FBI officials said Monday they cannot confirm or deny their involvement in the investigation. A FCC spokesperson said information, if available, will be provided later.
Broadnax confirmed that no computer hacking was involved in Friday night's incident. He said a more extensive overhaul of the outdoor warning system could be in the city's future. But it won't be inexpensive or immediate, he said. Updates will be provided to the Dallas City Council, in public and behind closed doors, in coming days.
Well, ya finally woke up the kid in a panic. pic.twitter.com/bN0WA9i84w
— Robert Wilonsky (@RobertWilonsky) April 8, 2017
For now, he said, "we have resolved access and the ability for others to do what they had done that caused the incident this weekend." Sooner than later, he added, his office will determine "whatever is the best system is out there and make recommendations to council."
Council member Jennifer Gates said Saturday that City Auditor Craig Kinton had recently suggested looking at how vulnerable the city is to outside interference. Broadnax said Monday it's possible, if not likely, the city will hire an outside consultant to review all of the city's security measures, from the Water Department to 911.
"I am looking forward to advancing a council discussion about looking at other systems," he said, "and ensuring they are not accessible to hacks or other outside malicious behavior."
Friday night's incident also alerted city officials to another problem: its inability to tell residents when they shouldn't panic.
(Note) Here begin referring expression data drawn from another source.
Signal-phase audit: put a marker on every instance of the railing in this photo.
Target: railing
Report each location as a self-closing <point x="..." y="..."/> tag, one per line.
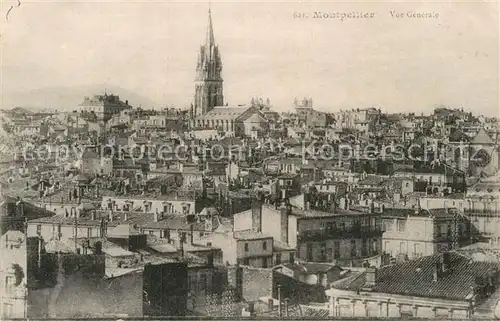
<point x="336" y="233"/>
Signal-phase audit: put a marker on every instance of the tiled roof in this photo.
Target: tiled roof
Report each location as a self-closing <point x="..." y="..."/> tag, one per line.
<point x="371" y="180"/>
<point x="229" y="113"/>
<point x="314" y="213"/>
<point x="415" y="278"/>
<point x="250" y="235"/>
<point x="142" y="220"/>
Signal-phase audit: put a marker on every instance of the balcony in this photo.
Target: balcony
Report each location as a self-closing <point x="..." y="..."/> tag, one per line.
<point x="336" y="233"/>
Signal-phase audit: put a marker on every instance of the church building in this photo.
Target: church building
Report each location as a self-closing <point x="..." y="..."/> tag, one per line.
<point x="208" y="84"/>
<point x="208" y="110"/>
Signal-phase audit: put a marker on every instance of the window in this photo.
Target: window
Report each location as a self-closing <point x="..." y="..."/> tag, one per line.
<point x="364" y="248"/>
<point x="203" y="282"/>
<point x="402" y="248"/>
<point x="354" y="251"/>
<point x="310" y="252"/>
<point x="9" y="281"/>
<point x="278" y="258"/>
<point x="336" y="250"/>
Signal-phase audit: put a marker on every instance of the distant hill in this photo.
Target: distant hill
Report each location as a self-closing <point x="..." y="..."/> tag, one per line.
<point x="68" y="98"/>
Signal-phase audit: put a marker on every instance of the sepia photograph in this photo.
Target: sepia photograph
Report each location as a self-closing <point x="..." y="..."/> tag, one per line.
<point x="249" y="159"/>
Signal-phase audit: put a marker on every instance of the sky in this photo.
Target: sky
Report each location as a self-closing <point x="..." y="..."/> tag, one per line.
<point x="151" y="47"/>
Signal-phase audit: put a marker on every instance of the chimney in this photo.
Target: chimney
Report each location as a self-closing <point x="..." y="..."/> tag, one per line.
<point x="371" y="277"/>
<point x="435" y="272"/>
<point x="270" y="304"/>
<point x="192" y="234"/>
<point x="445" y="259"/>
<point x="256" y="215"/>
<point x="417" y="207"/>
<point x="251" y="308"/>
<point x="284" y="224"/>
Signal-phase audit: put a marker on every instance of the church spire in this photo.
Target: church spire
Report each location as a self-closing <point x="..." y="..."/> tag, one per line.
<point x="210" y="40"/>
<point x="208" y="86"/>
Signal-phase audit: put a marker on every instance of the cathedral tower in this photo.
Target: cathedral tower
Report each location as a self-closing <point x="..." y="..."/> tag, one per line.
<point x="208" y="86"/>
The sirens began blaring around 11:40 p.m. Friday, and it took the city more than an hour to issue a statement, which it did via social media. Initially, the city said it believed a "malfunction" triggered the sirens.
Some 4,400 calls poured into the city's already understaffed 911 call center, resulting in significant delays.
Broadnax, who began as city manager Feb. 1, said the incident made it clear the city needs "more comprehesive protocols" when dealing with these types of situations.
That includes "touching base with our own city council as they get phone calls," he said. "That was apparent. We're going to have to work on that, along with how we share with the media all forms of communication."
Federal data shows a marked uptick in crimes attempted committed against critical infrastructure, from traffic signals to, even, a small dam in upstate New York. On Monday, U.S. Rep. John Ratcliffe, the North Texan who chairs the House's Cybersecurity and Infrastructure Protection Subcommittee, said cybersecurity issues are a top priority.
"The recent hacking attack in Dallas demonstrated the disruption that can be caused by those seeking to interfere with our way of life," he said. "It's one of the reasons I held a Homeland Security hearing in North Texas to examine cyber preparedness and response at the local level, and why I'm committed to continuing this engagement going forward."